La jouissance est ce raffinement du plaisir : elle est
ponctuelle, ne dure pas ; elle peut revenir, elle ne s’arrête
jamais.
MXXI Justement, à partir du moment l’on a du plaisir à
avoir du plaisir, au moment l’on s’en rend compte, est-ce
que ce n’est pas la fin de la jouissance ?

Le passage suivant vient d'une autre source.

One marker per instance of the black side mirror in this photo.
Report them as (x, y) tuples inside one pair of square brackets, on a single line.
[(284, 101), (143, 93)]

Le plaisir d’avoir du plaisir n’est pas la conscience que l’on
a à avoir du plaisir. Au moment où la jouissance arrive, elle
n’est pas intellectuelle. On ne se dit pas: « Ah, je suis en
train d’en profiter ». En même temps, je ne pense pas que
cette conscience tue le moment de plaisir. Le plaisir ne doit
pas être complètement inconscient pour exister. C’est une
chose que j’ai beaucoup redoutée d’ailleurs. Quand j’étais
plus jeune, je faisais des études de cinéma. Je me disais que
le cinéma me plaisait tellement, que si je commençais à
réfléchir dessus ça me plairait moins. Je n’avais pas envie de
l’intellectualiser. La bonne surprise pour moi a été de
découvrir que l’un ne tue pas l’autre. Le fait de réfléchir
aux choses -ici le cinéma- ne tue pas le rapport immédiat et
spontané qu’on en a, parce que tout ce qui est du domaine de
la pensée n’est pas totalement séparé des rapports physiques,
physiologiques et esthétiques au monde. Ecrire un livre sur la
jouissance, par exemple, n’a rien à voir avec l’expérience que
j’en fais.
Les personnes qui ont un rapport plein au plaisir ne voient
souvent pas la nécessité de réfléchir dessus. Pour moi, parler
de la jouissance est une autre forme de jouissance aussi,
autant physique qu’intellectuelle.
MXXI En soi, il y a une sorte de plaisir dans
l’intellectualisation, dans le fait de comprendre pourquoi
l’on se fait plaisir ?
Peut-être, mais cette dimension plutôt psychologique, et qui
concerne mon cas en particulier, ne m’intéresse pas trop. En
revanche, comprendre comment un livre écrit par quelqu’un
d’une autre époque me parle directement, m’interroge
davantage. Mon expérience ne m’intéresse que si je vois
qu’elle a quelque chose en commun avec la vôtre, avec celle
d’un écrivain, ou de telle ou telle personne.
Là, on sort du scepticisme. Je vous disais que je ne crois pas
trop à la chose en soi, mais en même temps, c’est parce qu’il
y a ce fond commun, entre vous et moi par exemple, que la
pensée a un sens. On essaie de le saisir, par l’écrit.